While the national Mormon hierarchy is very anti-LGBT, that does not hold for all Mormons. More than 300 Mormon LGBT-Allies joined with the Utah Gay Pride Parade in Salt Lake City drawing shouts of approval and tears from the spectators in the crowd. They said that they sought to send a message of love to Utah’s LGBT Community.
This is the first time that a large group of Mormons took part in the parade. Dressed in their Sunday best, there were fathers with their children on their shoulders and mothers pushing strollers. One youngster, Nevin Munson, 13, carried a sign reading “Love thy neighbor as thyself.” He even stated “I’m very saddened by the amount of hate in the world.” With regards to discrimination against LGBT people, he stated “I don’t believe in that – they’re humans.”
The Huffington Post noted:
Emily Vandyke, 50, carried a sign with the words from a Mormon children’s song: “I’ll walk with you, I’ll talk with you. That’s how I’ll show my love for you.”
Along the parade route, she embraced a weeping woman who said, “Thank you.”
“I haven’t recognized them as equals,” Vandyke told the Tribune. “They have been invisible to me.”
For parade grand marshal Dustin Lance Black, it was very emotional. He tweeted “In tears. Over 300 straight, active Mormons showed up to march with me at the Utah Pride parade in support of LGBT people.”
Holly Nelson, a lesbian from Murray, was also very emotional stating “I think it’s amazing. It’s been so hard to live in Utah knowing the Mormon church is against the gay community.”
The Church of Jesus Christ of Latter-day Saints believes and teaches that marriage is only between a man and a woman, and sexual relations are only to be within marriage. It does not consider same-sex attraction a sin, but basically believes that loving someone who is of the same-sex is wrong. This dooms many to marriages that are little more than lies, which is a very big sin.

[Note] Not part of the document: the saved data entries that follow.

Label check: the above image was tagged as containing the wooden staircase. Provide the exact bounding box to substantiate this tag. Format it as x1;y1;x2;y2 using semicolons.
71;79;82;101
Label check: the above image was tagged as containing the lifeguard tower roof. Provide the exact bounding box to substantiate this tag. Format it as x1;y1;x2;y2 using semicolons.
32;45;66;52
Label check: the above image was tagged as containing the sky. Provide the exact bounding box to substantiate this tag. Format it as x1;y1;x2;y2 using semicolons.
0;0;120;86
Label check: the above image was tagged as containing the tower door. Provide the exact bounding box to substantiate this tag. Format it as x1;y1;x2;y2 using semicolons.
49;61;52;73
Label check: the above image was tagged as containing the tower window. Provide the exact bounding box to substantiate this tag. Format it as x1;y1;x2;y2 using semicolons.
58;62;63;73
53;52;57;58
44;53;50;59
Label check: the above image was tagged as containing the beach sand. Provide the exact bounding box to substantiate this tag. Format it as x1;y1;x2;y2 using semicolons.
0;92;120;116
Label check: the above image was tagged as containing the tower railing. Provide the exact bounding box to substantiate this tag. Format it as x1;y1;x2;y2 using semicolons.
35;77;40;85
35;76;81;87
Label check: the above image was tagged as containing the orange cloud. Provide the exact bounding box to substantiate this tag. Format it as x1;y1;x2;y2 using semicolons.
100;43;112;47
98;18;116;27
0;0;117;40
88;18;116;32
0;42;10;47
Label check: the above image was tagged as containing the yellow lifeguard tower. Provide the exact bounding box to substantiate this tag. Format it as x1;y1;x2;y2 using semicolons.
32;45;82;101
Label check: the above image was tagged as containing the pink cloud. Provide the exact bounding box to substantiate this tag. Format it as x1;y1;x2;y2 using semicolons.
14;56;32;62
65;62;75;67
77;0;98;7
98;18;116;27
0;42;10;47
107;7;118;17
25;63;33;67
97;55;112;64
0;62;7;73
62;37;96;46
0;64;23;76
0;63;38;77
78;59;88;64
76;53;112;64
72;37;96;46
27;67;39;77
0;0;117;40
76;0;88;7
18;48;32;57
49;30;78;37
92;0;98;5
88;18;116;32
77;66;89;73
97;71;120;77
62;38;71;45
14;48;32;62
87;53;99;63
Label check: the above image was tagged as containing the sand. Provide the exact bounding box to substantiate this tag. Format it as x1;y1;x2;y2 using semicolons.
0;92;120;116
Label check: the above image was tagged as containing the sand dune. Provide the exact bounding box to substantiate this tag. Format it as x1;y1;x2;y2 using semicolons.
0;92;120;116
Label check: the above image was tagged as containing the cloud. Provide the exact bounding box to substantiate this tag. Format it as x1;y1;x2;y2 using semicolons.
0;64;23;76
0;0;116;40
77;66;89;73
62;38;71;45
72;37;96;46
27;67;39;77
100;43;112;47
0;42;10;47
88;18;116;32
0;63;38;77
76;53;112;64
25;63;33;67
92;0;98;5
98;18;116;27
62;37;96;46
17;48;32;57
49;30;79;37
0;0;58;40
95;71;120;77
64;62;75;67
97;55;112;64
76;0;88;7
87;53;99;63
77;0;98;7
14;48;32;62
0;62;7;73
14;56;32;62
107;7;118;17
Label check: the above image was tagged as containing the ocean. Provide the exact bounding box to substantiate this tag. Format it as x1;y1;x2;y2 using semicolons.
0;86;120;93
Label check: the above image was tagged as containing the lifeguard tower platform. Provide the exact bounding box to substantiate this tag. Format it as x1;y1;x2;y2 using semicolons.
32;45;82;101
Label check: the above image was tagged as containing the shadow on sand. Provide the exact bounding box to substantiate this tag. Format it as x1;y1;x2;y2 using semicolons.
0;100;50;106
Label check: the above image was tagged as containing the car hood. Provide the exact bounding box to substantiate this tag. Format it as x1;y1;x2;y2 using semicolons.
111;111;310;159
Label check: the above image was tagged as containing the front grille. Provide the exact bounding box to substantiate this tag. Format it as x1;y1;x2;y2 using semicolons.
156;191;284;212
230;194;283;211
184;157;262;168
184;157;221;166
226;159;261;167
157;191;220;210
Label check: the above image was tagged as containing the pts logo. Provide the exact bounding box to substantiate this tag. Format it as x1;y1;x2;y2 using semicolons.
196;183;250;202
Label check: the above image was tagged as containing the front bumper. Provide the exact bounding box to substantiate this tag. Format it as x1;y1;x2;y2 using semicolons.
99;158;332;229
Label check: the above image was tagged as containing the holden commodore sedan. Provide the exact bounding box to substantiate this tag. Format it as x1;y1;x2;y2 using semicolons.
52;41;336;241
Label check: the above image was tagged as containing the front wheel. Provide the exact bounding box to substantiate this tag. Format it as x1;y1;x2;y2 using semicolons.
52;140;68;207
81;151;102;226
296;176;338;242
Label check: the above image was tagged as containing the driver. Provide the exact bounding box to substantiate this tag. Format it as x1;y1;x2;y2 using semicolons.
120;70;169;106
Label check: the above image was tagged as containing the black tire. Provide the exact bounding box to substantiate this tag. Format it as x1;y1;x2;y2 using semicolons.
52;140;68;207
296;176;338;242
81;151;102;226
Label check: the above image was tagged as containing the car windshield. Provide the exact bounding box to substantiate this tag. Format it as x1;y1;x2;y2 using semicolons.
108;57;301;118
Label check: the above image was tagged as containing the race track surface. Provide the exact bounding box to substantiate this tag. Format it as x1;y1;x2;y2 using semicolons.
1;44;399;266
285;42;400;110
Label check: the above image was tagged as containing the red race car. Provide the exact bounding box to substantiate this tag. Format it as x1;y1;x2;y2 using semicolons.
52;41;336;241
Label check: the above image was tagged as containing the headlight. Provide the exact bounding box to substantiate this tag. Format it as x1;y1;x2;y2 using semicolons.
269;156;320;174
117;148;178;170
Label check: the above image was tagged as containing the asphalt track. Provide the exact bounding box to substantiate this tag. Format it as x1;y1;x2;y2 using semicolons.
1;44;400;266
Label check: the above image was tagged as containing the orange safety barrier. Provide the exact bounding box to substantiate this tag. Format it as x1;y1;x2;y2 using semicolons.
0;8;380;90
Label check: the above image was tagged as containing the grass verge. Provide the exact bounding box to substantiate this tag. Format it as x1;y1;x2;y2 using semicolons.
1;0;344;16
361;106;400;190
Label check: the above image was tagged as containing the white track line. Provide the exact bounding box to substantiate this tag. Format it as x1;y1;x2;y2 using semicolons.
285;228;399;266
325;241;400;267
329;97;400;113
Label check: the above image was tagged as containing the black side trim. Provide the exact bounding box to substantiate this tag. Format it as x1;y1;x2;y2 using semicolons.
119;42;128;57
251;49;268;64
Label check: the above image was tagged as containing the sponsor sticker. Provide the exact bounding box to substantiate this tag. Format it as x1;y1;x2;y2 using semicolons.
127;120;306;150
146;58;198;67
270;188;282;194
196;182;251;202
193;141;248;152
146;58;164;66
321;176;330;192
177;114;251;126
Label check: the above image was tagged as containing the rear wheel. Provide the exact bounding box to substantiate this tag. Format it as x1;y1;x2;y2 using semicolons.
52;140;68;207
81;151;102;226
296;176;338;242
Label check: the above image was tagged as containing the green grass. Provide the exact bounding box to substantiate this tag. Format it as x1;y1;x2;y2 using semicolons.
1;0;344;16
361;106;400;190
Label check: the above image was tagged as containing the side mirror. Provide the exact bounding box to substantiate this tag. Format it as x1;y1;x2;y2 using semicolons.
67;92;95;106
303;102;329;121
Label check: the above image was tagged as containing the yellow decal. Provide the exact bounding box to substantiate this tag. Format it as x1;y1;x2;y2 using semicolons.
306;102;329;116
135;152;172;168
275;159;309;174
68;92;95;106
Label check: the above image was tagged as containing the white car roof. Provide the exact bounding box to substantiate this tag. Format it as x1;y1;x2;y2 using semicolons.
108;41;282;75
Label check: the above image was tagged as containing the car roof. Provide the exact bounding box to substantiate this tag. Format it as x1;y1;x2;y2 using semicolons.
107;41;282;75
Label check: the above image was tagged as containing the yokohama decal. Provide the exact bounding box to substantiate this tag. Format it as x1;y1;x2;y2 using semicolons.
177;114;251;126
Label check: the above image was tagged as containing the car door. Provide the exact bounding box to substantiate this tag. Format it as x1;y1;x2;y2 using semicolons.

Some of those attending the parade had left the Mormon faith after coming out. Carolyn Ball, a 48-year-old lesbian, stated “I lost everything I loved because I came out.”
The 300 who marched were members of Mormons Building Bridges. Erika Munson, the group’s founder and a mother of five, said that organizers hope that it marks the start of a grassroots movement. She stated that “We want to inspire other Mormons at the local level to do things for their LGBT brothers and sisters.”
Many centralized religious organizations like the Mormon and Catholic Churches have hierarchies that are largely out of touch with their followers, who are often more tolerant of LGBT people than the members of the hierarchy.